Re: what is the correct way to shoot a new barrel in?
My experience with new barrels on new factory rifle has not been consistent, except on one point. When they arrive newly in the box, the bores need cleaning. There's usually a crapload of industrial junk and dust, etc. living in there. While I may or may not be inclined to run abrasives down the tube, I am danged certain I don't want the first bullet driving that junk into the walls of the bore. Don't be surprised if you find copper, they do get proof fired, and subsequent cleaning? Your guess is as good as mine on that.
Factory barrels generally lack the final lapping process that a premium replacement barrel would get. The resulting inherent bore roughness contributes to initial copper/lead fouling.
Whether one firelaps or otherwise performs a bore initialization process, normal firing wear will eventually remove the bulk of this. The primary difference is about how much scrutiny this process receives. In other words, is the initialization under control or not?
Honestly, the more important part of initialization is about using the copper solvent as an indicator of the bore's copper fouling rate. The more valuable data relates to how fast the copper is accumulating, so some conscious thought can be given to whether and how often it may need to be removed.

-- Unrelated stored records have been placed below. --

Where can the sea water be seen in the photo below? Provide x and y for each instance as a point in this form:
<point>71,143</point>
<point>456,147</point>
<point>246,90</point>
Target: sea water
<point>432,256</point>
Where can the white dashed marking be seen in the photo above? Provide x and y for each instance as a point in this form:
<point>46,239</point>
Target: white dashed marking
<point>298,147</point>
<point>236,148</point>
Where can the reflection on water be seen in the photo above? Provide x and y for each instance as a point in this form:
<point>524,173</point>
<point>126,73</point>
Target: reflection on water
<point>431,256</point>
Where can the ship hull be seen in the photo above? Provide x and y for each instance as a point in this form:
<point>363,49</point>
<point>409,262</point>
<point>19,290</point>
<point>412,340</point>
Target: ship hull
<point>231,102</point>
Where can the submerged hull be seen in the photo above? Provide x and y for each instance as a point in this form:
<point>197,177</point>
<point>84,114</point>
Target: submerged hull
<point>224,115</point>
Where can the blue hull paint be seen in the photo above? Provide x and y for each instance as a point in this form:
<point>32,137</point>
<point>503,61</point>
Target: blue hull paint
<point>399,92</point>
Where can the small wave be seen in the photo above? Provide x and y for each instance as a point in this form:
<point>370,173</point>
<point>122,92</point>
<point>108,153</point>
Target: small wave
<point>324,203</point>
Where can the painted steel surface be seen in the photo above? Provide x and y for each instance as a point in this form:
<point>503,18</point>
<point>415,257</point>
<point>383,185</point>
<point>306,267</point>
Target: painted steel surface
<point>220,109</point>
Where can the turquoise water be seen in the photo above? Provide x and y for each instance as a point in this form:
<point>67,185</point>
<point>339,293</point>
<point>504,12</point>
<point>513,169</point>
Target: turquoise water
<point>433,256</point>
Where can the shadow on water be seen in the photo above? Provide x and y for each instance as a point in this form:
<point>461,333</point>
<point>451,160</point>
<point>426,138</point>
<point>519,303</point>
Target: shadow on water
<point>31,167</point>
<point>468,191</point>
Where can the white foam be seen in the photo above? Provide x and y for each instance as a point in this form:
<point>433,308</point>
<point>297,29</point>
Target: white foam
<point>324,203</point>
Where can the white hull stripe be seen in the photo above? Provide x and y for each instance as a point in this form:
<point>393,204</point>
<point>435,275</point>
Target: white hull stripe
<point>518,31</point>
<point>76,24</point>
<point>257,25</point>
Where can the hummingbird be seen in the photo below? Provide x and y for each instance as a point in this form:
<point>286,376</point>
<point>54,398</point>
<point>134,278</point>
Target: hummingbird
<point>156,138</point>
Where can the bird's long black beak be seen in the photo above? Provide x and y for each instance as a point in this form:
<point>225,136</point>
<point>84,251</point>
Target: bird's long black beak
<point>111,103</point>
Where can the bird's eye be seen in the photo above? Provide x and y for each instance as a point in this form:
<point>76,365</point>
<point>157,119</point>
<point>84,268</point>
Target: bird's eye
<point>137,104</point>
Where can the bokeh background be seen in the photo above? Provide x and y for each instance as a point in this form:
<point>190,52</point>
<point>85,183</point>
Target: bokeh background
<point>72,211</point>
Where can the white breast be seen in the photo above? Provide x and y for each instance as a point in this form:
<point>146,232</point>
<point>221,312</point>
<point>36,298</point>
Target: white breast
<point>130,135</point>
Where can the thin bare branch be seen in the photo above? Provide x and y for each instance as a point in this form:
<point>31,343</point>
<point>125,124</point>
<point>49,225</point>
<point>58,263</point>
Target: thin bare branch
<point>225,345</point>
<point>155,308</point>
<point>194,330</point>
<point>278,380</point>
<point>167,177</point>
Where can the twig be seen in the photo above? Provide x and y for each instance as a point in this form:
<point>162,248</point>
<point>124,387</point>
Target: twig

For me, break-in consists of cleaning every few rounds, and using the patches as an indicator of when the initial high copper fouling rate is actually beginning to fall off, and how fast that process continues.
If you try this with a premium pre-lapped barrel, it should become immediately obvious that copper is not an issue, and that cleaning isn't going to tell you much other than that the copper is going to be pretty hard to find threafter.
The factory barrel generally tells a different story. Bore roughness and significant copper fouling accumulation go hand in hand. This may or may not be an accuracy issue, and the same question applies to carbon fouling as well.
It is my personal belief that carbon fouling is simply an accumulation of the graphite that is usually present in propellent kernel coatings. I think it doesn't burn very much, gets left behind when the combustibles are consumed, and may have more benefits than problems associated with it.
I'll get back to this.
Factory bore roughness is pretty much a fact of life. Over time, firing will reduce this, and copper accumulation will be proportionally reduced.
Some may not find this acceptable, and choose to hasten the process with abrasives. I have and no longer do. I can provide no better reason for either stance. I have simply become lazy in my old age and am willing to tolerate the copper accumulation. Millions of other gun owners do exactly the same and it seems to be a relatively benign policy.
I don't strongly subscibe to the concept that lapping the bore with abrasives is a harmful process. In the first case, the premium barrel makers all do it themselves. Factory barrels don't get it, and premium barrels don't need it.
In the second case, I don't see abrasive bore wear as the primary killer of good barrels. I reserve that label for firechecking, and view the abrasive wear factor as coincidental.
About carbon(/graphite?) fouling; it's a dry lube. It has a definite effect on bore transit time, and anything that does that is going to affect a load's compatibility with basic barrel harmonics. How, don't ask me, but that it's a factor, I'm certain.
To my simple mind, it clouds the accuracy issue sufficiently enough that I think I'd have to be bonkers to further complicate matters by incorporating other dry bore lubes, like moly.
This is the point where some may think I need to definitively assert the real truth about barrel break-in. So I will.
The truth is that there is no truth. That jury is still out, and I have a healthy disbelief in the words of expert witnesses on the subject. Nobody gets it all right. Until a litmus process can be derived that pries fact from opinion, nobody will.
Sorry folks, but we're all each on our own in this one.